Hayatın içinde bazen bize kendimizi iyi hissettiren olaylar yaşarız bazende kötü hissettiren. Biz insanlarda zihin denen bir faktör var, kendisi daha çok negatife ve geçmişe odaklıdır. Özelliklede canımızı yakan, kendimizi kötü hissettiren kişilere fena halde takılır zihnimiz. Böylece hem enerjimizi boşa harcamış hemde geleceğimizi benzer olaylar ve durumlarla şekillendirmiş oluruz. Kızgınlık, öfke, nefret düşük frekanslı enerjilerdiir. İçimizde ne kadar düşük frekans varsa bizi aşağı çeker. Bu duygular içimizde biriktikçe önce ruhsal sonra bedensel olarak hastalık oluşur. Tartışmasız tıp ilminin bir numaralı ismi olan 200'den fazla kitap yazan İbn-i Sina "öfke karaciğeri, keder akciğeri, üzüntü mideyi, stres kalp ve beyni, korku böbrekleri yorar. Bunlar vücutta artınca ve sürekli ise, o organ hasta olur". der. Ruhsal ve bedensel sağlıklı olabilmek için affetme gerekiyor fakat bu yazıldığı ve söylendiği kadar kolay olmaya biliyor.

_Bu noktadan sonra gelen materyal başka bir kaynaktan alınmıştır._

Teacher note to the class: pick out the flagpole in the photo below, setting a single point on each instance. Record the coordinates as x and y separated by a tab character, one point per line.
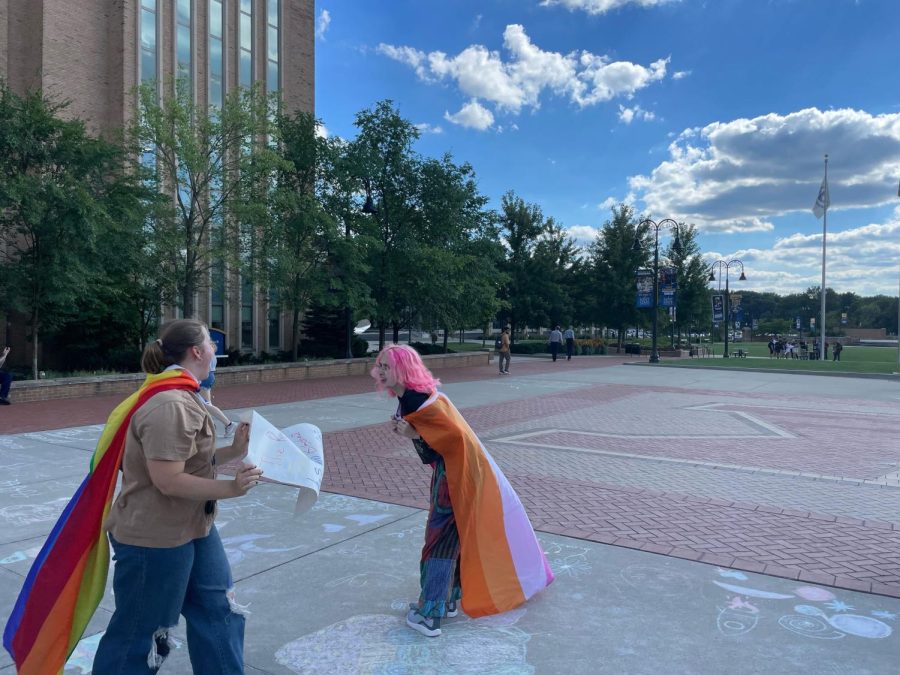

 Öncelikle şunu anlamak lazım, canımızı yakan kişiyi affetmek demek onun haklı olduğunu kabul etmek demek değildir.Sadece karşımızdaki kişinin bizde oluşturduğu negatif enerjiden özgürleşmek demektir.Affettikten sonra görüşmek zorunda değiliz.Hiç bir insan algı alanımıza boşuna girmiyor. Hepsi bizde olan bir şeyi bize gösteriyor. Gerçekte onlar kabul edelim yada etmeyelim bizim birer aynalarımızdır, bizde olanı bize yansıtır. Bu boyutta en çok canımızı yakan kişiler tekamül yolculuğumuzda en sıkı öğretmenlerimizdir, görevlerini yapıyorlardır. Eğer bu konuda ki dersimizi almayıp kızmaya devam edersek daha zorlu öğretmenler çıkacaktır dünya okulunda karşımıza. Peki dersimizin ne olduğunu nasıl anlayacağız? Kendinize şu soruları sorup cevaplayın. O kişiye neden kızgınım? Ne yaptı? Bana bunu yapması bana kendimi nasıl hissettirdi? Böyle hissetmek bana ne öğretiyor? Ne kazandırıyor? Son soruya vereceğeniz cevap önemli. Çünkü bilinçaltı bu pozitif kazanç uğruna negatifi tekrarlatıyor bizlere. Gerçeği anlamak ve bu negatif duygudan kendimiz için özgürleşmek zorundayız. Aksi taktirde geçmişe takılı kalıp hayat yolunda kolaylıkla ilerlememizin önüne engeller koymuş oluruz. Bu konu ile ilgili Marie Rose Balter'in beni derinden etkileyen, filmi dahi çekilen akıl hastahanesinden Harvard Üniversitesine uzanan yaşam hikayesi var. Marie Rose Balter, 1930 da alkolik bir annenin çocuğu olarak doğar. 5 yaşında yetiştirme yurduna verilir. Marie, bir çift tarafından evlat edinilir. yeni ailesi sadist bir çifttir ve Marie yıllarca bir bodrumda kapalı tutulup işkenceye görerek büyür.Sadist çift, çevreleri tarafından iyi ve saygın bir aile profiline sahip oldukları için kimse onlardan şüphelenmez. Yıllarca süren işkenceye dayanamayan Marie 17 yaşındayken felç geçirir ve halüsinasyonlar görmeye başlar. Doktorlar tarafından şizofreni teşhisi konulan Marie hayatının 17 yılını da akıl hastanesinde geçirir. 34 yaşına geldiğinde doktorlar genç kadının şizofreni olmadığı, ağır depresyon geçirdiği anlar. Akıl hastanesinde yaşamak zorunda olmadığını öğrenen Marie Rose’un önünde iki seçenek bulunuyordu.,ya hayatının sonuna kadar devlet bakımında yaşayacaktı ya da kendi hayatını kuracaktı. Maria, onu bu hâle getirenlerden intikam almak ve onları dava etmek yerine yeni bir hayat kurmaya karar verir ve geçmişini bir kenara bırakır. Marie üniversiteye başlayıp mezun olduktan sonra, Harvard Üniversitesi'nde mastır yaptı. 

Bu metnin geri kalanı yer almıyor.